(613f) Could Class IIb Bacteriocins Induce Pore Formation? Investigation through Microsecond Long Atomistic Molecular Dynamic Simulation

Antibiotic resistance poses an alarming threat to public health and modern society at large. In our times, it is an unfortunate reality that resistance has been found to all commercially available antibiotics, even to the so-called “last resort” ones [1,2]. Different government-issued reports warn that we are approaching a “post-antibiotic era”, where even minor bacterial infections could be deadly [1,2]. As the number of cases of antibiotic resistance is increasing, the effective utilization of conventional antibiotics is rapidly decreasing. To overcome this challenge, alternative drugs should be examined. One promising alternative source of new antibiotic drugs that has been investigated extensively of late is the use of antimicrobial peptides (AMPs) [3]. Bacteriocins are antimicrobial peptides (AMPs) produced by bacteria that show great potential as novel antibiotic agents [4]. They are active at lower concentrations and they exhibit higher specificity against their targets, compared to other AMPs [5]. In order to most powerfully utilize the full potential of bacteriocins and use them as a platform to develop new antibacterial agents, we must develop an understanding of their mechanism of action.

We study Plantaricin EF (PlnEF), a two-peptide class IIb bacteriocin, that is comprised of Plantaricin E (PlnE) and Plantaricin F (PlnF). It has been well-documented that class IIb bacteriocins induce cell death through membrane leakage [6]. Although, the complete mechanism of action of class IIb bacteriocins is still unclear, it has been suggested that these peptides act through a receptor-mediated mechanism of action. To elucidate the initial interaction of the peptides with the membrane, we have previously performed molecular dynamics simulations of the two-peptide bacteriocin PlnEF on the surface of a model lipid bilayer [7]. Next, we employed an extensive mutational analysis and created fusion peptides that blocked the activity of each of the terminai of each peptide in order to identify the orientation of the peptides in a transmembrane conformation [8]. These experiments suggested that PlnE and PlnF create an antiparallel dimer when located inside a membrane. We were then able to design a transmembrane model of the dimer embedded in the bilayer.

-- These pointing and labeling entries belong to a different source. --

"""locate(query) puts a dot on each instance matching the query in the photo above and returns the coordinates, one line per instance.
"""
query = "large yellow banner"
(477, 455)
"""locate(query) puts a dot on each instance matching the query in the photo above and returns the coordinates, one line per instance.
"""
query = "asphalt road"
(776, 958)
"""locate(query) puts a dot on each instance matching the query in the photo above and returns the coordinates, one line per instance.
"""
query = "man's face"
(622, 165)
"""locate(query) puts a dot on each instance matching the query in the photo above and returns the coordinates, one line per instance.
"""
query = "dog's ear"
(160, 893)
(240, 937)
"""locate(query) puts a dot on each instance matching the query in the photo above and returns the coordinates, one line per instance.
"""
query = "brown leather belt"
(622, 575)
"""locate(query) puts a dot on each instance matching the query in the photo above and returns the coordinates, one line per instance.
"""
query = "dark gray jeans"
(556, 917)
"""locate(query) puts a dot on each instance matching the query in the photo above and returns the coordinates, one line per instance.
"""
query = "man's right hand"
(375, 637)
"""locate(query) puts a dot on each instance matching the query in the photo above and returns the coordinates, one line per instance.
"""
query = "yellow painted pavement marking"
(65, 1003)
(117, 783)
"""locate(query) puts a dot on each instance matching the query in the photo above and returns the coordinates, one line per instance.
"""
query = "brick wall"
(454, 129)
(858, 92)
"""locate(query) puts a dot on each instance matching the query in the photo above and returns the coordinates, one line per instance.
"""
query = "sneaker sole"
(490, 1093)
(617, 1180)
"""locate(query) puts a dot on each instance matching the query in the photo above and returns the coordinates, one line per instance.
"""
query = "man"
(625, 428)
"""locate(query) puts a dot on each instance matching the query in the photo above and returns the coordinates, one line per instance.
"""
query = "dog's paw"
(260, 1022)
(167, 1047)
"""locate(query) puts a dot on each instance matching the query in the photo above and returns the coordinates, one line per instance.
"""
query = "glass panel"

The dimer showed a remarkable stability over a 1 μs long atomistic molecular dynamics simulation. We analyzed the dimer structure and identified important amino acids that are responsible for the interaction between the peptides and the anchoring of the dimer in the membrane. We further investigated the impact of the of the dimer’s presence to the rest of the system (the membrane, water, and ions). Most importantly, we showed that the transmembrane PlnEF dimer can form a small torroidal pore that allows water permeation and suggests possible ion conduction. This is the first time (to our knowledge) that it has been demonstrated in atomistic detail that a LAB bacteriocin with narrow antimicrobial activity range, can form pores on its own. We believe this finding could be of immense importance to the designing of new antibiotic agents, as it would steer the search for better bacteriocins toward peptides that form stable pores, interact more strongly with the membrane in specific regions, and increase water or ion permeability.

References:

[1] S. Reardon, WHO warns against “post-antibiotic” era, Nature. (2014).

[2] Antimicrobial Resistance: Tackling a Crisis for the Future Health and Wealth of Nations, in: Rev. Antimicrob. Resist. Chaired by Jim O’Neill, 2014.

[3] D.H. Lloyd, Alternatives to conventional antimicrobial drugs: a review of future prospects., Vet. Dermatol. 23 (2012) 299–304, e59-60.

[4] P.D. Cotter, R.P. Ross, C. Hill, Bacteriocins - a viable alternative to antibiotics?, Nat. Rev. Microbiol. 11 (2013) 95–105.

[5] J. Nissen-Meyer, I.F. Nes, Ribosomally synthesized antimicrobial peptides: their function, structure, biogenesis, and mechanism of action, Arch. Microbiol. 167 (1997).

[6] J. Nissen-Meyer, C. Oppegård, P. Rogne, H.S. Haugen, P.E. Kristiansen, The Two-Peptide (Class-IIb) Bacteriocins: Genetics, Biosynthesis, Structure, and Mode of Action, in: Prokaryotic Antimicrob. Pept., Springer New York, New York, NY, 2011: pp. 197–212.

[7] P.K. Kyriakou, B. Ekblad, P.E. Kristiansen, Y.N. Kaznessis, Interactions of a class IIb bacteriocin with a model lipid bilayer, investigated through molecular dynamics simulations, Biochim. Biophys. Acta - Biomembr. 1858 (2016) 824–835.

[8] B. Ekblad, P.K. Kyriakou, C. Oppegård, J. Nissen-Meyer, Y.N. Kaznessis, P.E. Kristiansen, et al., Structure–Function Analysis of the Two-Peptide Bacteriocin Plantaricin EF, Biochemistry. 55 (2016) 5106–5116.